Because of its highly metastatic potential and limited treatment options, triple-negative breast cancer (TNBC) remains a leading cause of cancer associated deaths in women. Recent studies have shown that distinct chromatin landscapes correspond to metastatic relapse. Our lab has shown that the Abelson (ABL) family of non-receptor tyrosine kinases promote metastasis of breast cancer cells through activation of downstream transcriptional changes. However, how these changes exist in the greater context of global chromatin dynamics has yet to be explored. My preliminary data suggest that simultaneously targeting the epigenome and the ABL kinase- regulated transcriptome might be a promising new therapeutic strategy for treating metastatic triple negative breast cancer. The overall hypothesis of the proposal is that inhibition of ABL kinases leads to distinct changes in the chromatin landscape that sensitizes TNBC cells to treatment with drugs targeting epigenetic regulatory proteins leading to TNBC cell death. The aims of the proposal are to elucidate the epigenetic landscape associated with ABL kinase signaling to promote metastatic progression, and to understand how these dynamic changes might be exploited to elicit therapeutic benefit in metastatic TNBC models. Approaches used to address these objectives will include CRISPR/Cas9 screens, ATAC-seq, and in vitro and in vivo drug treatment experiments using cell lines and mice respectively.

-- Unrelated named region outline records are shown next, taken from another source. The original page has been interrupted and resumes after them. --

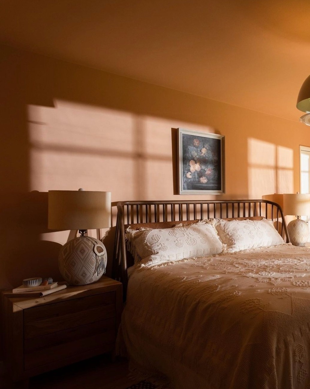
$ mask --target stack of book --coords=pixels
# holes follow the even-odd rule
[[[55,292],[64,289],[67,287],[66,284],[52,282],[47,285],[41,284],[38,286],[24,286],[21,285],[13,289],[12,292],[5,292],[7,297],[41,297]]]

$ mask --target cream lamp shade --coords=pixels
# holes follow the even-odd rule
[[[283,208],[286,215],[299,217],[310,215],[310,194],[284,193]]]
[[[310,75],[305,80],[299,91],[296,107],[300,111],[306,112],[301,116],[300,120],[302,123],[310,126]]]
[[[49,191],[48,228],[92,230],[111,226],[111,192]]]
[[[58,257],[61,274],[70,285],[95,282],[105,272],[103,244],[85,234],[87,230],[110,226],[110,192],[49,191],[48,228],[78,230],[81,234],[64,245]]]
[[[291,242],[295,246],[304,246],[309,238],[309,228],[308,223],[302,220],[300,216],[310,215],[310,194],[284,193],[283,208],[285,215],[297,217],[287,225]]]

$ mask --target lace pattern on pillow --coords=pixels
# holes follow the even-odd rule
[[[282,237],[271,220],[230,220],[213,219],[214,226],[227,252],[282,244]]]
[[[199,222],[171,228],[126,231],[129,251],[135,263],[145,265],[219,254],[223,246],[213,226]]]

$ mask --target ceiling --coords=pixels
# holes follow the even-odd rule
[[[0,43],[298,121],[308,0],[0,0]]]

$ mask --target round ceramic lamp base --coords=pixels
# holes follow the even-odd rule
[[[79,237],[63,246],[58,265],[61,275],[69,285],[92,284],[105,272],[106,250],[98,239]]]
[[[294,246],[304,246],[309,238],[308,223],[301,219],[295,219],[289,223],[287,232],[291,243]]]

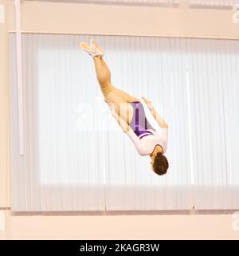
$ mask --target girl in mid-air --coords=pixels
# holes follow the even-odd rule
[[[157,113],[150,100],[142,99],[155,118],[161,131],[157,132],[146,118],[140,100],[117,89],[111,82],[111,73],[103,60],[104,52],[92,39],[90,45],[82,41],[80,47],[92,57],[101,91],[113,116],[127,134],[141,156],[150,156],[152,169],[161,175],[167,172],[168,161],[163,155],[167,150],[168,126]]]

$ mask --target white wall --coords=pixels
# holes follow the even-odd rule
[[[0,3],[5,6],[6,11],[6,23],[0,24],[0,207],[2,208],[10,206],[7,32],[14,30],[14,14],[13,0],[0,0]],[[238,39],[239,24],[233,24],[229,10],[178,10],[25,1],[22,4],[25,32]],[[230,215],[11,216],[10,212],[3,212],[7,217],[5,230],[0,230],[0,238],[239,238],[239,232],[232,228]]]

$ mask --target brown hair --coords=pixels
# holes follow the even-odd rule
[[[166,174],[168,168],[168,161],[165,156],[158,152],[153,162],[153,170],[159,175]]]

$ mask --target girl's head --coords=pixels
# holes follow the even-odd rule
[[[158,152],[152,158],[151,166],[155,173],[159,175],[163,175],[166,174],[168,168],[167,159],[163,153]]]

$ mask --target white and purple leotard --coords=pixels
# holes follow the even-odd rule
[[[167,128],[157,132],[146,118],[143,106],[140,101],[131,103],[134,112],[129,126],[131,129],[127,132],[134,143],[138,152],[141,156],[151,155],[156,145],[160,145],[163,153],[166,152],[167,144]]]

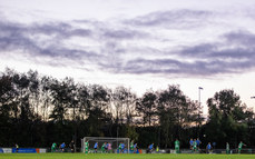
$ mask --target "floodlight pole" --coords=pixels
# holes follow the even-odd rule
[[[199,107],[199,109],[200,109],[200,90],[203,90],[203,88],[202,87],[198,87],[198,107]],[[200,126],[200,112],[199,112],[199,109],[198,109],[198,125],[197,125],[197,129],[199,129],[199,126]],[[197,131],[199,131],[199,130],[197,130]],[[198,132],[198,135],[197,135],[197,137],[199,137],[199,132]]]

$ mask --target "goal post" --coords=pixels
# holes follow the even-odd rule
[[[130,139],[129,138],[107,138],[107,137],[84,137],[81,139],[81,152],[85,152],[85,142],[89,142],[89,151],[94,152],[94,145],[98,142],[98,151],[101,152],[101,146],[106,142],[111,145],[112,152],[117,152],[119,143],[125,145],[125,153],[129,153]]]

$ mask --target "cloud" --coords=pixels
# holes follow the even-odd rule
[[[210,17],[213,17],[213,12],[210,11],[184,9],[151,12],[135,19],[127,20],[126,22],[139,27],[166,27],[173,29],[185,29],[190,27],[200,27],[205,24]]]
[[[24,24],[0,20],[0,54],[21,50],[31,60],[40,58],[42,64],[167,77],[213,77],[255,69],[255,34],[247,29],[223,30],[210,41],[192,37],[190,43],[182,43],[186,37],[176,42],[164,32],[173,27],[196,36],[200,31],[196,27],[210,23],[214,16],[175,10],[107,22],[85,19]]]

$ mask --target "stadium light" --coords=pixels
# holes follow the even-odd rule
[[[198,106],[199,106],[199,109],[200,109],[200,90],[203,90],[203,88],[202,87],[198,87]],[[198,120],[200,120],[200,112],[199,111],[198,111]],[[197,129],[199,129],[199,125],[200,125],[199,122],[200,121],[198,121],[198,123],[197,123]],[[199,132],[198,132],[197,136],[199,136]]]

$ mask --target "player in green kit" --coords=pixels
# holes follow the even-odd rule
[[[175,152],[179,153],[179,140],[178,139],[175,140]]]
[[[243,146],[246,146],[246,145],[241,141],[238,145],[238,153],[241,153]]]
[[[227,143],[226,143],[226,153],[229,155],[229,152],[231,152],[229,143],[227,142]]]
[[[130,142],[130,153],[134,153],[134,140]]]
[[[89,152],[89,141],[85,141],[85,153]]]
[[[193,151],[194,152],[197,151],[197,141],[196,141],[196,139],[194,139],[194,141],[193,141]]]
[[[106,147],[106,142],[101,146],[101,152],[102,152],[102,153],[106,152],[105,147]]]
[[[53,142],[52,146],[51,146],[51,152],[55,152],[56,151],[56,148],[57,148],[57,143]]]

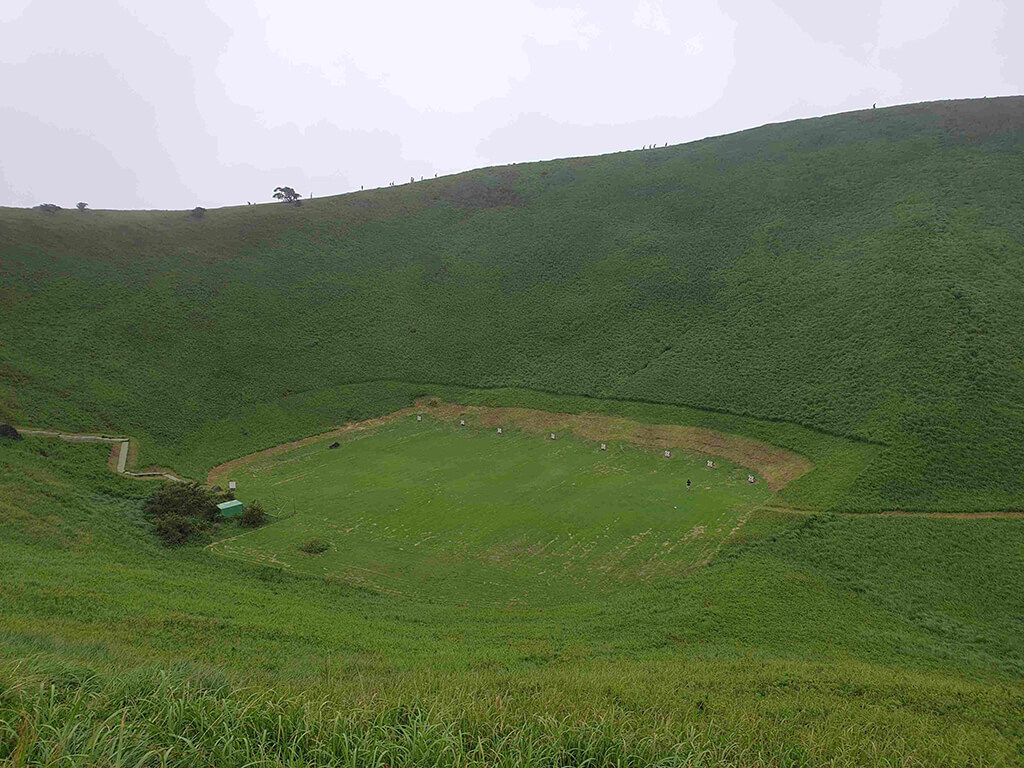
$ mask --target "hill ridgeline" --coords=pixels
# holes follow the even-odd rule
[[[877,445],[822,506],[1024,508],[1021,178],[1008,97],[300,207],[2,209],[0,421],[188,471],[515,388]]]

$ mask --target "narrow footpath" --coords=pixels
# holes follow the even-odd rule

由于其高转移潜力和有限的治疗选择，三阴性乳腺癌 癌症（TNBC）仍然是妇女癌症相关死亡的主要原因。最近的研究 已经表明不同的染色质景观对应于转移性复发。我们的实验室 显示Abelson（ABL）家族的非受体酪氨酸激酶促进肿瘤的转移， 乳腺癌细胞通过激活下游转录变化。但如何 这些变化存在于全球染色质动力学的更大背景下，尚待探索。 我的初步数据表明同时针对表观基因组和ABL激酶- 调控转录组可能是一种有前途的治疗转移性肝癌的新策略。 三阴性乳腺癌该提案的总体假设是，ABL的抑制 激酶导致染色质景观的明显变化，使TNBC细胞对 用靶向表观遗传调节蛋白的药物治疗导致TNBC细胞死亡。的 该提案的目的是阐明与ABL激酶相关的表观遗传景观 信号，以促进转移进展，并了解这些动态变化， 可用于在转移性TNBC模型中引发治疗益处。方法用于 解决这些目标将包括CRISPR/Cas9筛选，ATAC-seq，以及体外和体内 分别使用细胞系和小鼠进行药物治疗实验。